EL MONTEADOR, por Miguel Ábalos, de Montevideo, Uruguay

Bordeado por un caudaloso río de hermoso entorno, el espeso monte casi salvaje no da señales de algún pasaje humano anterior.
            Ramón avanza subyugado, casi sometido a un instinto morboso de acercarse a lo desconocido, al misterio. Algo lo atrae como un imán.
            Es un hombre robusto, alto, curtido por el sol y los duros trabajos del campo. Sujeto por su mano fuerte, el machete compañero le ayuda a abrirse camino.

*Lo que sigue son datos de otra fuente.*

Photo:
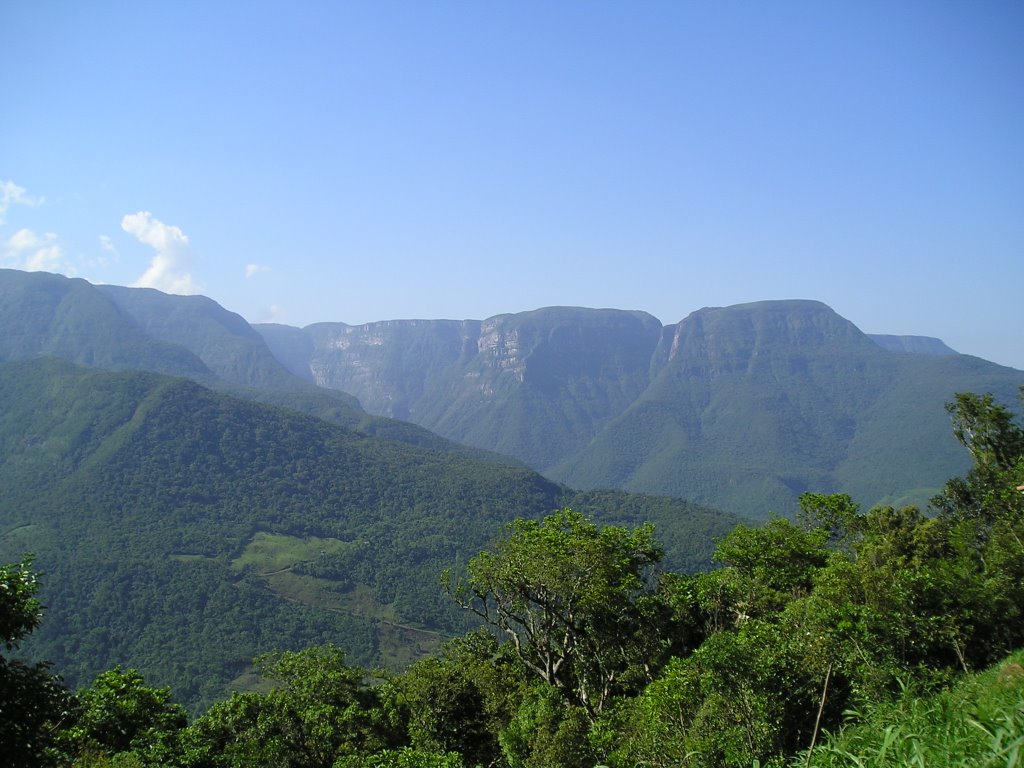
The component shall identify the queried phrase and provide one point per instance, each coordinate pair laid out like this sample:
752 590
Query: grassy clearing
267 553
980 722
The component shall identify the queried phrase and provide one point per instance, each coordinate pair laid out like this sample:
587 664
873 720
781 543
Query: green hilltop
183 530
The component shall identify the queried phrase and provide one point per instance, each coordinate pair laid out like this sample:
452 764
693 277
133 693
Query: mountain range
192 504
198 489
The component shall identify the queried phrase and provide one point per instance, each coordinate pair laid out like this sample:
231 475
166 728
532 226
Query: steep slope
183 530
756 403
535 385
118 328
225 343
49 314
914 344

            Descubierto apenas por los enormes árboles, el cielo plomizo presagia lluvia. Con andar lento, saborea su aventura, embistiendo paso a paso a aquella naturaleza milenaria en su afán de saber qué hay más allá. Así como el niño hace mil pedazos un juguete explorando su interior, el hombre, curioso y depredador, acomete a machetazos.
            Los animales del monte escapan espantados ante el intruso. Escondidos, observan la atrevida demostración de poder del monteador.

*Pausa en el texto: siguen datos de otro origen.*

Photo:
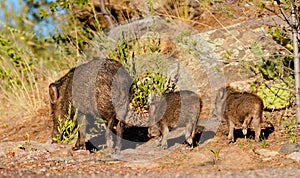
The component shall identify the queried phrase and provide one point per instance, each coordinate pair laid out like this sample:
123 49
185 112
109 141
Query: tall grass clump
20 78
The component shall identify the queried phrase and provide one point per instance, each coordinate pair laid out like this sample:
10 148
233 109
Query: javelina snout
98 88
239 110
172 110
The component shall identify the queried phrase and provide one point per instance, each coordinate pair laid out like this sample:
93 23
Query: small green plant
216 153
67 128
289 126
264 143
143 86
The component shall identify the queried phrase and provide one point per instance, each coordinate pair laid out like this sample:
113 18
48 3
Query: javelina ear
53 92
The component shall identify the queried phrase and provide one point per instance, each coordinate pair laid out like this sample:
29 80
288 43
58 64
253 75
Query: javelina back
171 110
98 88
239 110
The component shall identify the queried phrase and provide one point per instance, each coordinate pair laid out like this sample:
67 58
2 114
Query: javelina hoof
163 147
244 131
190 141
75 148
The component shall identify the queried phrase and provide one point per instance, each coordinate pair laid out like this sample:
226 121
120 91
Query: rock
266 155
289 148
294 156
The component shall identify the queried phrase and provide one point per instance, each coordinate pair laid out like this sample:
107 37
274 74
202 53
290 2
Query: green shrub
143 86
67 128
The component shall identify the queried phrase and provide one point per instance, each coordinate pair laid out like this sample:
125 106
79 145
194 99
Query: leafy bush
143 86
67 128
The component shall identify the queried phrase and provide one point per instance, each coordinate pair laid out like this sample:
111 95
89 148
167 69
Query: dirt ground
25 149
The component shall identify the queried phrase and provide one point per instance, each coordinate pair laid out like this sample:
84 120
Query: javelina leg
231 132
246 124
108 135
257 127
165 132
189 133
120 127
81 121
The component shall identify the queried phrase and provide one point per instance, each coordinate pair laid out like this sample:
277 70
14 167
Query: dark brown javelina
239 110
98 88
172 110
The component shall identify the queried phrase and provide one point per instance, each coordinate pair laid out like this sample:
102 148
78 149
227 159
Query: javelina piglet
98 88
173 110
239 109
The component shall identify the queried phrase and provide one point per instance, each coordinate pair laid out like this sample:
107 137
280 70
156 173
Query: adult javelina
98 88
239 109
171 110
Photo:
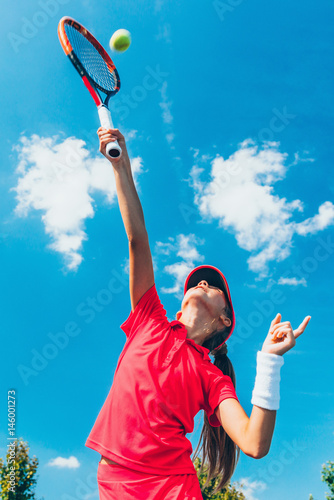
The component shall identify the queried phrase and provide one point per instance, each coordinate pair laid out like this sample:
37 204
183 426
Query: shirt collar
203 350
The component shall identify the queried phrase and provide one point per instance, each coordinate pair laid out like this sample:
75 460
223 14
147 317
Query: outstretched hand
110 135
281 337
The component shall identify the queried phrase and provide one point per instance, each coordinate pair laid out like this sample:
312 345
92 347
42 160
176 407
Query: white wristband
266 392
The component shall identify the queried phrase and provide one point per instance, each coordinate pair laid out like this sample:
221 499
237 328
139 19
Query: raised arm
141 267
254 435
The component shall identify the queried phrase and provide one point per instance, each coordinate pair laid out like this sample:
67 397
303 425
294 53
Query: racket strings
91 60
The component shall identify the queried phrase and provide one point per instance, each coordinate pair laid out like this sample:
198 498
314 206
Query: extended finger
301 327
275 320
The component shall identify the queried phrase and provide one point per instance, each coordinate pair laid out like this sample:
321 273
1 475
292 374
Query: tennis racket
96 69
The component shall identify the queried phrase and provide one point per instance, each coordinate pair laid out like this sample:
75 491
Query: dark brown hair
220 454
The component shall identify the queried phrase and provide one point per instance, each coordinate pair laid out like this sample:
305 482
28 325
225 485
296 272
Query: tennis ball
120 41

            De pronto ― extasiado por la sensación de dominio que le infunde su machete ― se siente caer. Su caída es lenta, demasiado lenta, en aquel pozo profundo y oscuro. Devorado por el vacío, piensa que ha llegado su fin. Él  ― que hace un instante se sintió soberano ―  se ve desamparado, vulnerable como cualquier otro ser de este mundo, diminuto ante la naturaleza que todo lo puede.
            Como la hoja que flota en el aire, espera la muerte al final de la caída. Su pecho se oprime, el vértigo aumenta y el miedo ― ese desconocido ― se le acerca y lo aprisiona. Sus pensamientos se atropellan sin razón. Sus fuertes manos buscan afanosamente donde asirse y detener el deslizamiento hacia el tenebroso vacío. Su mente ― queriendo ahuyentar la soledad que lo ahoga ― busca entre lo más querido: su compañera, sus hijos, su perro, sus amigos.
            Siente la muerte cerca, como observando su desesperación, y hasta disfrutándola. Es joven, le queda mucho por hacer y no quiere morir. En un esfuerzo supremo extiende al máximo los brazos en la oscuridad total, como último intento de sobrevivir. Entonces, una gruesa rama le ofrece su sostén y  se aferra a ella con todas sus fuerzas.
            De repente despierta, sobresaltado. Se descubre abrazado al tronco del árbol al que se había recostado, agotado por el cansancio. Ve las copas de los árboles hermosos que se mueven como en un saludo cariñoso, eximiéndolo sin rencor por el destrozo hiriente causado con el arma que aún empuña.
            Ramón los mira y se siente avergonzado. Mira el machete en su mano y se promete no volver a usarlo por el solo placer de destruir. El ansia de vivir le gana el corazón... y vuelve a casa.